@Ilvareth Es ist auch wichtig, dass ich mit dieser Gruppe von Fehldiagnostizierten einen eher kleinen Menschenkreis beschreibe, auch wenn ich als Außenstehender keine konkrete Prozentzahl angeben könnte, obwohl ich sie auf höchstens einstellig schätze.

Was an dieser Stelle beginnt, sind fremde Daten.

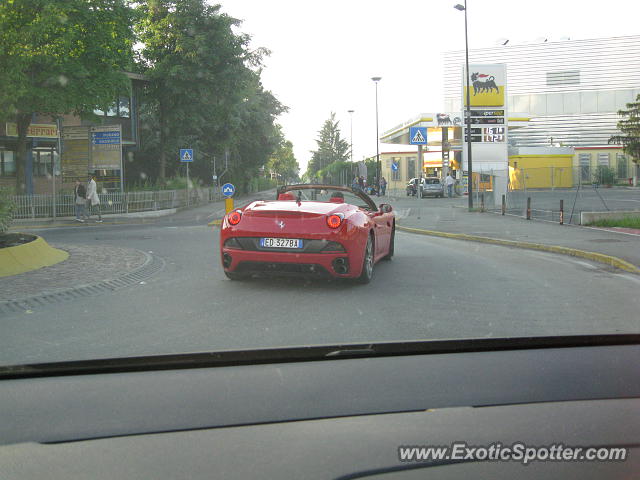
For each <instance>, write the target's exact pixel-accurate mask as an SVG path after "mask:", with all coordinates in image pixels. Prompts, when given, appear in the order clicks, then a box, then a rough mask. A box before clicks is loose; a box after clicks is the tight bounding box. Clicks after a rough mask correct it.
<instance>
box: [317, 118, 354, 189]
mask: <svg viewBox="0 0 640 480" xmlns="http://www.w3.org/2000/svg"><path fill="white" fill-rule="evenodd" d="M316 143H317V144H318V148H317V150H312V151H311V160H310V161H309V166H308V171H309V175H310V176H311V177H317V175H316V174H317V172H318V171H320V170H324V169H325V168H326V167H327V166H328V165H330V164H331V163H333V162H346V161H347V160H349V156H350V155H351V150H350V148H349V142H347V141H346V140H345V139H343V138H342V137H341V135H340V122H338V121H337V120H336V114H335V113H334V112H331V115H330V117H329V118H328V119H327V120H325V122H324V124H323V125H322V129H320V131H319V132H318V138H317V139H316Z"/></svg>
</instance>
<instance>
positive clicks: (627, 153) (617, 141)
mask: <svg viewBox="0 0 640 480" xmlns="http://www.w3.org/2000/svg"><path fill="white" fill-rule="evenodd" d="M618 115H620V116H622V117H625V118H624V119H622V120H620V121H619V122H618V130H620V132H622V135H614V136H612V137H611V138H610V139H609V143H610V144H611V143H614V144H617V145H622V146H623V151H624V153H626V154H627V155H629V156H630V157H631V160H632V161H633V162H634V163H635V164H636V169H637V168H638V163H639V162H640V95H638V96H637V97H636V101H635V102H632V103H627V109H626V110H620V111H618Z"/></svg>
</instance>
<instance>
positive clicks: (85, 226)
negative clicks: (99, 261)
mask: <svg viewBox="0 0 640 480" xmlns="http://www.w3.org/2000/svg"><path fill="white" fill-rule="evenodd" d="M101 225H102V226H109V225H140V223H134V222H101V223H96V222H90V223H79V222H75V223H60V224H58V225H16V226H14V227H11V228H9V232H10V233H18V232H19V231H20V230H40V229H41V228H61V227H78V228H82V227H83V226H85V227H87V226H88V227H93V226H95V227H97V226H101Z"/></svg>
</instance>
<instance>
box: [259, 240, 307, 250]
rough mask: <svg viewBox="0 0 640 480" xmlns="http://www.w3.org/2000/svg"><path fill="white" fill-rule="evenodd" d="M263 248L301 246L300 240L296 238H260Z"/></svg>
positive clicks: (288, 247)
mask: <svg viewBox="0 0 640 480" xmlns="http://www.w3.org/2000/svg"><path fill="white" fill-rule="evenodd" d="M260 246H261V247H263V248H302V240H299V239H297V238H261V239H260Z"/></svg>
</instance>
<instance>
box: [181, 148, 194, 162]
mask: <svg viewBox="0 0 640 480" xmlns="http://www.w3.org/2000/svg"><path fill="white" fill-rule="evenodd" d="M180 161H181V162H183V163H184V162H193V148H181V149H180Z"/></svg>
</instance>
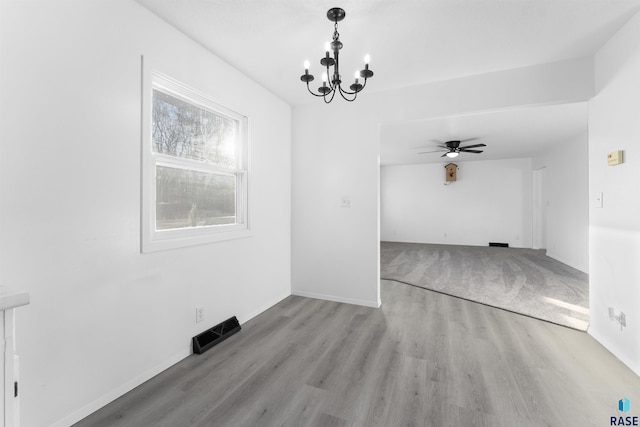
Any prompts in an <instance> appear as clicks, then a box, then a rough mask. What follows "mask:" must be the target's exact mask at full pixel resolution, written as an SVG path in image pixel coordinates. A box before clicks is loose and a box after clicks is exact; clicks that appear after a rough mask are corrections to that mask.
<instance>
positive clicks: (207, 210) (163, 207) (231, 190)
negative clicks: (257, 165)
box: [142, 73, 249, 252]
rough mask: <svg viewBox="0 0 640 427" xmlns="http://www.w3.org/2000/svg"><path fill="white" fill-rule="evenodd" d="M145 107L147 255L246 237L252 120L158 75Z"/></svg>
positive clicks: (143, 229)
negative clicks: (248, 170) (249, 137)
mask: <svg viewBox="0 0 640 427" xmlns="http://www.w3.org/2000/svg"><path fill="white" fill-rule="evenodd" d="M145 93H146V94H147V98H148V99H145V100H144V101H143V102H144V104H143V120H144V121H145V123H143V129H144V130H143V138H142V140H143V149H142V152H143V176H142V178H143V206H142V211H143V220H142V230H143V232H142V250H143V252H148V251H154V250H161V249H170V248H177V247H183V246H190V245H194V244H201V243H208V242H213V241H218V240H226V239H232V238H237V237H243V236H246V235H248V234H249V227H248V220H247V213H248V209H247V200H248V198H247V170H246V163H247V161H246V155H247V148H248V147H247V118H246V117H243V116H242V115H241V114H239V113H236V112H234V111H231V110H229V109H227V108H224V107H222V106H220V105H218V104H217V103H215V102H214V101H212V100H211V99H209V98H208V97H207V96H205V95H203V94H200V93H198V92H196V91H195V90H193V89H190V88H188V87H186V86H184V85H182V84H180V83H178V82H176V81H174V80H171V79H169V78H167V77H164V76H161V75H159V74H155V73H150V85H149V86H148V87H145Z"/></svg>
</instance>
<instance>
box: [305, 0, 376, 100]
mask: <svg viewBox="0 0 640 427" xmlns="http://www.w3.org/2000/svg"><path fill="white" fill-rule="evenodd" d="M344 17H345V11H344V10H343V9H341V8H339V7H334V8H332V9H329V11H328V12H327V18H329V21H333V22H334V30H333V41H332V42H331V43H327V44H326V45H325V51H326V52H325V56H324V58H322V59H321V60H320V65H322V66H323V67H327V71H325V72H323V73H322V86H320V87H319V88H318V93H315V92H313V91H312V90H311V88H310V87H309V83H310V82H312V81H313V80H314V77H313V75H312V74H309V61H305V62H304V74H303V75H302V76H300V80H302V81H303V82H305V83H306V84H307V90H308V91H309V93H310V94H311V95H313V96H319V97H322V98H323V99H324V102H326V103H327V104H328V103H330V102H331V101H333V97H334V96H335V95H336V93H340V96H342V98H344V99H345V100H346V101H349V102H351V101H355V100H356V97H357V96H358V93H359V92H360V91H362V89H364V87H365V86H366V85H367V79H370V78H371V77H373V71H371V70H370V69H369V55H367V56H365V58H364V70H360V71H356V74H355V79H356V80H355V83H353V84H352V85H351V86H349V89H351V90H350V91H349V90H346V89H343V88H342V76H340V61H339V54H340V49H342V42H341V41H340V34H339V33H338V22H340V21H342V20H343V19H344ZM329 51H332V52H333V58H332V57H331V55H330V53H329ZM331 67H333V72H332V71H331ZM329 76H331V77H329ZM359 78H363V79H364V80H363V82H362V83H360V81H359Z"/></svg>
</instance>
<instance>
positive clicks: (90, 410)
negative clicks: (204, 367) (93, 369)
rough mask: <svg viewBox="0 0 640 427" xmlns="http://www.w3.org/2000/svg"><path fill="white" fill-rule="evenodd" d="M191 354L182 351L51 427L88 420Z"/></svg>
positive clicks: (69, 423)
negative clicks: (136, 387) (89, 417)
mask: <svg viewBox="0 0 640 427" xmlns="http://www.w3.org/2000/svg"><path fill="white" fill-rule="evenodd" d="M190 354H191V346H189V348H187V349H185V350H184V351H181V352H180V353H178V354H175V355H173V356H172V357H170V358H169V359H167V360H165V361H164V362H163V363H160V364H158V365H156V366H154V367H153V368H151V369H148V370H147V371H145V372H143V373H142V374H140V375H138V376H137V377H135V378H133V379H132V380H131V381H127V382H126V383H124V384H122V385H121V386H119V387H116V388H115V389H113V390H111V391H110V392H109V393H106V394H103V395H102V396H100V397H99V398H97V399H96V400H94V401H93V402H91V403H89V404H88V405H85V406H84V407H82V408H80V409H78V410H77V411H75V412H72V413H71V414H69V415H67V416H66V417H64V418H63V419H61V420H59V421H57V422H55V423H53V424H52V425H51V427H68V426H70V425H73V424H75V423H77V422H78V421H80V420H82V419H83V418H86V417H88V416H89V415H91V414H93V413H94V412H96V411H97V410H98V409H100V408H102V407H103V406H105V405H108V404H109V403H111V402H113V401H114V400H116V399H117V398H119V397H120V396H123V395H124V394H125V393H128V392H129V391H131V390H133V389H134V388H136V387H138V386H139V385H140V384H142V383H144V382H145V381H148V380H150V379H151V378H153V377H155V376H156V375H158V374H159V373H160V372H162V371H164V370H166V369H168V368H170V367H171V366H173V365H175V364H176V363H178V362H179V361H181V360H182V359H184V358H186V357H187V356H189V355H190Z"/></svg>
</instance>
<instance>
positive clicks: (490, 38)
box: [136, 0, 640, 164]
mask: <svg viewBox="0 0 640 427" xmlns="http://www.w3.org/2000/svg"><path fill="white" fill-rule="evenodd" d="M136 1H137V2H138V3H140V4H141V5H143V6H144V7H146V8H147V9H149V10H150V11H152V12H153V13H155V14H156V15H158V16H160V17H161V18H162V19H164V20H165V21H167V22H168V23H169V24H171V25H173V26H175V27H176V28H178V29H179V30H180V31H182V32H183V33H185V34H186V35H188V36H189V37H191V38H192V39H194V40H195V41H197V42H198V43H200V44H202V45H203V46H204V47H206V48H207V49H208V50H210V51H211V52H213V53H215V54H216V55H218V56H219V57H221V58H222V59H224V60H225V61H227V62H228V63H230V64H232V65H233V66H235V67H236V68H237V69H239V70H240V71H242V72H243V73H245V74H246V75H248V76H249V77H251V78H252V79H253V80H255V81H257V82H258V83H260V84H261V85H262V86H264V87H266V88H268V89H269V90H270V91H272V92H273V93H274V94H276V95H277V96H279V97H280V98H282V99H283V100H285V101H286V102H288V103H290V104H291V105H299V104H303V103H310V102H318V100H317V99H316V98H314V97H312V96H311V95H309V94H308V93H307V91H306V87H305V85H304V84H303V83H302V82H301V81H300V75H301V74H303V72H304V70H303V65H302V64H303V61H304V60H305V59H309V60H310V61H311V64H312V65H311V70H310V71H311V73H315V74H316V78H317V79H319V77H320V75H319V73H320V65H319V64H318V61H319V60H320V58H321V57H322V56H323V55H324V48H323V46H324V43H325V42H326V41H328V40H329V39H330V38H331V35H332V33H333V24H332V22H330V21H329V20H328V19H327V18H326V12H327V10H328V9H330V8H331V7H334V6H339V7H341V8H343V9H344V10H345V11H346V18H345V19H344V20H343V21H342V22H340V23H339V32H340V40H341V41H342V42H343V43H344V47H343V49H342V51H341V57H340V61H341V62H340V63H341V70H342V74H343V76H351V75H352V74H353V72H354V71H355V70H357V69H360V68H362V58H363V57H364V55H365V54H367V53H368V54H370V55H371V69H372V70H373V71H374V72H375V76H374V77H373V78H372V79H371V80H370V81H369V82H368V83H367V88H366V90H365V92H363V94H362V95H361V96H366V93H367V92H374V91H383V90H388V89H391V88H395V87H403V86H411V85H416V84H421V83H426V82H430V81H437V80H445V79H451V78H456V77H463V76H467V75H474V74H480V73H486V72H490V71H497V70H505V69H510V68H517V67H524V66H529V65H535V64H542V63H548V62H554V61H559V60H564V59H569V58H578V57H583V56H586V55H591V54H593V53H594V52H596V51H597V50H598V48H599V47H600V46H602V44H603V43H604V42H606V41H607V40H608V39H609V38H610V37H611V36H612V35H613V34H614V33H615V32H616V31H617V30H618V29H619V28H620V27H621V26H622V25H623V24H624V23H625V22H626V21H627V20H628V19H629V18H630V17H631V16H633V15H634V14H635V13H636V12H637V11H638V10H640V0H340V1H338V0H331V1H329V0H136ZM341 101H342V100H337V101H334V102H341ZM545 108H548V109H549V110H548V111H544V110H545ZM545 108H542V109H537V110H536V111H535V112H534V111H528V110H517V111H515V112H510V113H509V112H505V113H491V114H489V115H487V116H488V117H487V118H482V119H481V118H478V117H477V116H467V117H466V118H464V117H458V118H449V119H440V120H438V121H433V120H424V121H420V122H411V123H398V124H394V125H389V126H384V127H383V135H382V140H381V160H382V162H383V163H387V164H390V163H396V162H410V163H415V162H417V161H420V162H429V161H431V158H429V157H428V156H429V155H423V156H422V159H423V160H416V158H415V156H414V157H411V158H410V157H407V156H408V154H407V149H409V148H411V147H414V146H416V147H417V146H426V145H429V140H431V139H438V140H444V139H446V138H450V139H463V138H467V137H478V136H480V137H483V138H487V139H486V140H483V142H485V143H487V145H488V146H489V147H487V150H486V151H485V153H483V154H482V155H481V156H483V157H482V159H488V158H505V156H513V155H518V156H520V155H523V156H527V154H526V153H524V151H526V150H524V149H525V147H531V149H532V150H534V151H535V150H539V149H540V148H539V144H541V143H547V144H549V143H551V141H557V140H558V137H559V135H560V134H567V133H571V132H574V131H575V132H579V131H580V129H578V127H579V126H582V128H581V129H582V130H583V131H584V130H585V129H586V122H585V121H584V120H583V119H584V117H582V116H581V114H582V111H583V110H584V108H585V107H584V105H582V106H579V105H574V106H566V107H565V108H566V109H564V110H563V111H562V114H557V112H555V115H554V111H555V110H554V109H555V108H563V107H545ZM578 116H581V117H578ZM584 116H586V113H585V114H584ZM559 118H565V119H566V120H567V121H566V122H565V123H564V124H562V123H561V122H562V120H559ZM509 120H511V122H509ZM536 120H537V121H538V122H537V124H536ZM510 123H520V126H511V125H510ZM491 124H493V125H494V127H493V128H492V127H491ZM549 124H551V125H549ZM452 127H453V128H455V127H457V128H458V129H460V131H459V132H453V131H451V130H450V129H452ZM541 129H546V132H544V133H541ZM569 129H571V130H569ZM388 136H389V137H388ZM508 141H511V142H510V143H508ZM525 142H526V144H525ZM516 144H518V145H521V147H519V148H520V149H518V150H517V151H516V147H515V145H516ZM394 148H397V149H398V150H401V151H397V152H393V153H392V151H393V150H394ZM402 150H403V151H402ZM431 156H433V155H431ZM478 159H479V158H478ZM461 160H462V159H461Z"/></svg>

Davon abgesehen ist es eine gute Sache, dass das Thema heute viel freier besprochen und von Ärzten zunehmend ernster genommen wird. Ich habe mit Menschen gesprochen, die ihre Transsexualität sogar mehrere Jahrzehnte in sich vergraben haben und teilweise auch verstecken mussten. Konkret erinnere ich mich an einen Herrn, dem man in den 70er Jahren nahelegte, sich in eine geschlossene Anstalt einweisen zu lassen. Dann erinnere ich mich auch noch an diverse Bücher über den Zustand in den USA in diesen Jahrzehnten, als man ähnlich wie Homosexuelle in vielen Gegenden seines Lebens nicht mehr sicher war.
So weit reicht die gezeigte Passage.